A Grande Mesquita de Paris, a Liga Islâmica Mundial e a União de Organizações Islâmicas Francesas (Uoif) processaram a revista pela publicação de duas das charges dinamarquesas e uma própria.Grupos muçulmanos disseram que a charge mostrando uma bomba no turbante do profeta Maomé equivale a tachar todos os muçulmanos de terroristas, assim como teria feito a charge da Charlie Hebdo mostrando o profeta reagindo aos militantes islâmicos, dizendo: "É difícil ser amado por idiotas".
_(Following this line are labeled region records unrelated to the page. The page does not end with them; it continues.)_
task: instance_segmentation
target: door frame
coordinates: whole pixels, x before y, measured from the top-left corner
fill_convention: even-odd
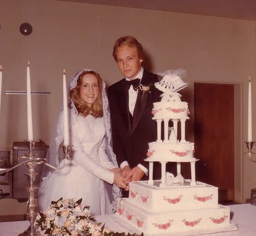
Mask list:
[[[195,83],[222,84],[234,86],[234,201],[237,203],[243,203],[244,197],[243,186],[243,157],[244,155],[243,150],[244,144],[243,143],[242,138],[243,130],[242,114],[243,84],[240,83],[220,82],[219,81],[195,81],[193,83],[193,91],[194,92],[194,84]]]

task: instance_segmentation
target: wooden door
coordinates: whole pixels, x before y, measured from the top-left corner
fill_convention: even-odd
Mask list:
[[[234,86],[195,83],[194,96],[196,179],[233,200]]]

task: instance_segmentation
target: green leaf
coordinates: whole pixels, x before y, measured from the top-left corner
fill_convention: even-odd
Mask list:
[[[82,198],[80,198],[79,200],[77,200],[75,203],[77,203],[77,204],[81,204],[82,203],[82,201],[83,201]]]

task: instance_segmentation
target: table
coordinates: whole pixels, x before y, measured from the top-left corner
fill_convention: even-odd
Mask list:
[[[251,204],[239,204],[228,206],[230,208],[230,219],[235,222],[238,230],[227,232],[207,234],[204,236],[256,236],[256,206]],[[117,223],[111,215],[96,216],[99,222],[105,223],[105,225],[113,231],[126,232],[129,231]],[[0,222],[0,236],[15,236],[26,230],[29,225],[28,221]]]

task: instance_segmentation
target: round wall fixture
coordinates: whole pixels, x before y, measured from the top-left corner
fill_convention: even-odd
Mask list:
[[[29,23],[22,23],[20,26],[20,31],[24,35],[29,35],[33,30],[32,26]]]

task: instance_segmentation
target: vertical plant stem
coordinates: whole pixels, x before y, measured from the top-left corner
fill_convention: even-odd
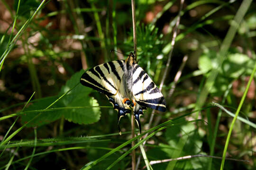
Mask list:
[[[171,58],[172,58],[172,53],[173,53],[173,47],[174,45],[174,43],[175,43],[175,39],[177,36],[177,32],[178,31],[178,28],[179,27],[179,25],[180,25],[180,17],[181,17],[181,11],[182,11],[182,9],[183,8],[183,4],[184,3],[184,0],[181,0],[181,4],[180,5],[180,9],[179,9],[179,14],[177,16],[177,20],[176,20],[176,24],[175,24],[175,27],[174,28],[174,34],[173,35],[173,38],[172,39],[172,42],[171,42],[171,44],[172,44],[172,50],[171,50],[171,51],[170,51],[169,53],[169,55],[168,55],[168,60],[167,60],[167,62],[166,63],[166,67],[165,67],[165,71],[164,71],[164,75],[163,76],[163,78],[161,80],[161,83],[160,83],[160,85],[159,86],[159,90],[160,91],[161,91],[162,90],[162,89],[163,88],[163,85],[164,85],[164,83],[165,83],[165,78],[166,77],[166,75],[167,75],[167,72],[168,72],[168,70],[169,69],[169,68],[170,67],[170,64],[171,63]],[[150,115],[150,118],[149,119],[149,122],[148,123],[148,128],[150,128],[150,127],[151,126],[151,125],[152,124],[152,122],[153,122],[153,119],[154,119],[154,115],[155,115],[155,110],[153,110],[152,113],[151,113],[151,115]],[[148,134],[147,133],[146,134],[146,135],[144,137],[146,137],[148,135]],[[143,146],[145,146],[145,144],[146,144],[146,141],[145,141],[143,144]],[[146,150],[146,149],[145,149],[145,150]],[[141,157],[140,156],[139,157],[138,159],[138,160],[137,161],[137,163],[136,164],[136,170],[137,170],[138,168],[138,166],[139,165],[139,163],[140,162],[140,159],[141,159]]]
[[[226,143],[225,144],[225,147],[223,151],[223,154],[222,155],[222,160],[221,161],[221,165],[220,165],[221,170],[222,170],[224,168],[225,159],[226,158],[226,153],[227,153],[227,150],[228,149],[228,146],[229,145],[229,139],[230,138],[231,134],[232,132],[232,130],[233,130],[233,128],[234,127],[234,125],[235,125],[235,122],[236,122],[236,120],[237,120],[237,118],[238,118],[240,110],[241,110],[241,108],[242,107],[243,104],[244,103],[244,102],[245,101],[245,98],[246,97],[247,93],[248,92],[248,91],[249,90],[249,87],[250,87],[250,85],[251,85],[251,83],[252,82],[252,81],[253,80],[253,77],[254,77],[254,76],[256,71],[256,62],[255,63],[255,65],[254,65],[254,68],[253,68],[253,71],[251,75],[251,76],[250,77],[250,79],[249,80],[249,81],[248,82],[248,83],[247,84],[247,86],[246,87],[246,90],[245,92],[244,93],[243,97],[242,97],[241,101],[240,102],[240,103],[239,103],[238,110],[237,110],[237,111],[236,112],[235,117],[233,119],[233,120],[232,121],[232,122],[230,125],[230,128],[229,128],[229,133],[228,134],[228,136],[227,136],[227,140],[226,140]]]
[[[137,58],[137,34],[136,34],[136,17],[135,11],[135,0],[131,0],[132,12],[132,26],[133,30],[133,49],[134,49],[134,55],[135,59]]]
[[[135,60],[137,59],[137,37],[136,34],[136,17],[135,16],[135,0],[131,0],[131,6],[132,6],[132,26],[133,30],[133,45],[134,49],[134,55],[135,55]],[[134,138],[135,136],[134,134],[134,117],[131,116],[131,131],[132,131],[132,137]],[[133,141],[132,142],[132,147],[134,146],[135,142]],[[132,170],[135,170],[135,166],[136,165],[136,160],[135,156],[135,149],[134,149],[132,152]]]
[[[227,35],[220,46],[219,52],[217,55],[218,65],[216,65],[215,68],[213,68],[210,71],[204,86],[198,98],[194,110],[197,110],[199,108],[201,108],[205,103],[209,90],[212,87],[215,79],[219,74],[219,69],[221,68],[224,60],[227,58],[227,54],[232,41],[234,39],[237,30],[250,7],[252,1],[252,0],[244,0],[236,14],[234,20],[231,21],[230,27],[228,31]],[[198,114],[197,113],[197,116],[198,116]]]
[[[231,87],[232,87],[233,83],[234,81],[232,81],[228,86],[227,89],[226,90],[224,95],[223,98],[221,102],[221,104],[223,104],[226,101],[228,95],[229,94]],[[216,138],[217,136],[218,130],[219,129],[219,121],[220,121],[220,118],[221,117],[221,114],[222,111],[221,109],[219,110],[218,113],[217,118],[215,123],[215,126],[214,127],[214,130],[213,132],[213,136],[212,137],[212,141],[210,144],[210,156],[213,156],[213,153],[214,153],[214,147],[215,145],[215,142],[216,141]],[[212,158],[210,157],[209,159],[209,162],[208,163],[208,170],[211,170],[212,164]]]

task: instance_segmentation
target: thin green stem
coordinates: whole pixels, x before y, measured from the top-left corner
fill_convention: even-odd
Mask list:
[[[229,139],[230,138],[230,136],[232,133],[232,130],[233,130],[233,128],[234,127],[234,125],[235,125],[235,123],[236,122],[236,120],[237,120],[237,118],[238,118],[240,110],[241,110],[241,108],[242,108],[242,106],[243,105],[243,104],[244,103],[244,102],[245,101],[245,98],[246,97],[246,95],[247,95],[247,93],[248,93],[248,91],[249,90],[249,87],[250,87],[250,85],[251,85],[251,83],[252,82],[252,81],[253,80],[253,77],[254,77],[254,74],[255,74],[256,71],[256,62],[255,63],[255,65],[254,65],[254,68],[253,68],[253,72],[251,75],[251,76],[250,77],[250,79],[249,80],[249,81],[248,82],[248,83],[247,84],[247,86],[246,87],[246,90],[245,92],[244,93],[243,97],[242,97],[242,99],[241,99],[241,101],[240,101],[240,103],[239,103],[238,110],[237,110],[237,111],[236,112],[235,117],[233,119],[233,120],[232,121],[232,122],[230,125],[230,128],[229,128],[229,133],[228,134],[228,136],[227,136],[227,140],[226,140],[226,143],[225,144],[224,149],[223,153],[222,155],[222,160],[221,161],[221,165],[220,165],[220,170],[223,170],[223,168],[224,168],[225,159],[226,158],[226,153],[227,153],[227,150],[228,149],[228,146],[229,145]]]

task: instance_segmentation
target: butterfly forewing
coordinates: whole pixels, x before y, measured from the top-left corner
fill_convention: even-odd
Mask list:
[[[162,111],[166,110],[165,99],[151,78],[137,64],[134,67],[132,92],[139,105]]]
[[[103,93],[118,111],[118,125],[120,118],[130,113],[134,116],[140,132],[140,116],[147,107],[162,111],[166,110],[165,99],[151,78],[138,65],[131,53],[125,61],[118,60],[99,65],[86,71],[81,83]]]
[[[91,68],[82,75],[80,82],[108,96],[115,95],[124,75],[122,68],[124,62],[123,60],[110,61]]]

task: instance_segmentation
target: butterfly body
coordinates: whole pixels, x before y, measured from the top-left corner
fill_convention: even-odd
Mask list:
[[[165,99],[156,85],[137,64],[132,53],[125,60],[108,62],[86,71],[81,83],[105,94],[118,111],[118,125],[120,119],[131,112],[140,132],[139,118],[147,107],[162,111],[166,110]]]

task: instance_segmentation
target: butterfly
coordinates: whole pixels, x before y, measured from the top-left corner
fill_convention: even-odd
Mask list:
[[[165,111],[163,94],[145,71],[136,63],[131,52],[125,60],[109,61],[91,68],[82,76],[80,83],[106,95],[120,119],[131,112],[141,134],[140,117],[147,108]]]

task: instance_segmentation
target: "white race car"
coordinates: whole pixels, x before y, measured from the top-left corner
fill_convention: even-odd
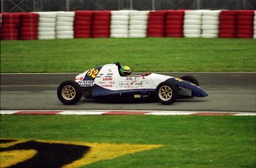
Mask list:
[[[57,95],[65,104],[75,104],[81,97],[95,99],[155,99],[171,104],[178,98],[205,97],[208,94],[191,75],[180,78],[153,73],[121,76],[119,62],[99,66],[59,84]]]

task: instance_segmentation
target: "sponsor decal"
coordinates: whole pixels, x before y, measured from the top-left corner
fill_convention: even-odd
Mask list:
[[[161,147],[1,138],[0,167],[80,167]]]
[[[112,84],[104,84],[104,85],[102,85],[102,87],[113,87]]]
[[[102,69],[102,66],[98,67],[95,67],[95,68],[92,68],[91,70],[89,70],[85,78],[84,78],[84,81],[91,81],[91,80],[94,80],[95,78],[97,76],[99,70]]]
[[[112,80],[113,80],[112,77],[105,77],[105,78],[102,78],[103,81],[112,81]]]
[[[137,88],[138,87],[142,86],[143,81],[121,81],[119,84],[119,87],[134,87]]]
[[[93,87],[94,84],[94,81],[79,81],[77,83],[80,87]]]
[[[134,95],[134,98],[141,98],[141,95]]]
[[[92,78],[95,78],[98,73],[99,73],[99,70],[93,68],[88,72],[87,75],[88,76],[91,76]]]

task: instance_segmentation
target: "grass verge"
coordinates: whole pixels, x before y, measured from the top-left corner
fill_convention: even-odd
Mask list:
[[[86,167],[255,167],[255,129],[254,116],[1,115],[4,138],[163,145]]]
[[[80,73],[116,61],[134,72],[254,72],[255,56],[255,39],[1,41],[1,73]]]

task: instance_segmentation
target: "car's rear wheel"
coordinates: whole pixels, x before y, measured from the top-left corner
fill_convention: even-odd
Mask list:
[[[73,81],[65,81],[59,84],[57,90],[59,100],[68,105],[76,104],[82,97],[82,89]]]
[[[157,88],[157,96],[163,104],[171,104],[179,95],[177,87],[171,81],[160,84]]]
Mas o tribunal disse que, embora a charge mostrando a bomba no turbante do profeta possa ofender os muçulmanos se for vista isoladamente, a imagem teria de ser avaliada no contexto do número da revista em que foi publicada, que tratava do fundamentalismo religioso. Os tribunais franceses, que observam uma separação rígida entre Igreja e Estado na esfera pública, têm repetidas vezes defendido os direitos de liberdade de expressão diante de objeções religiosas.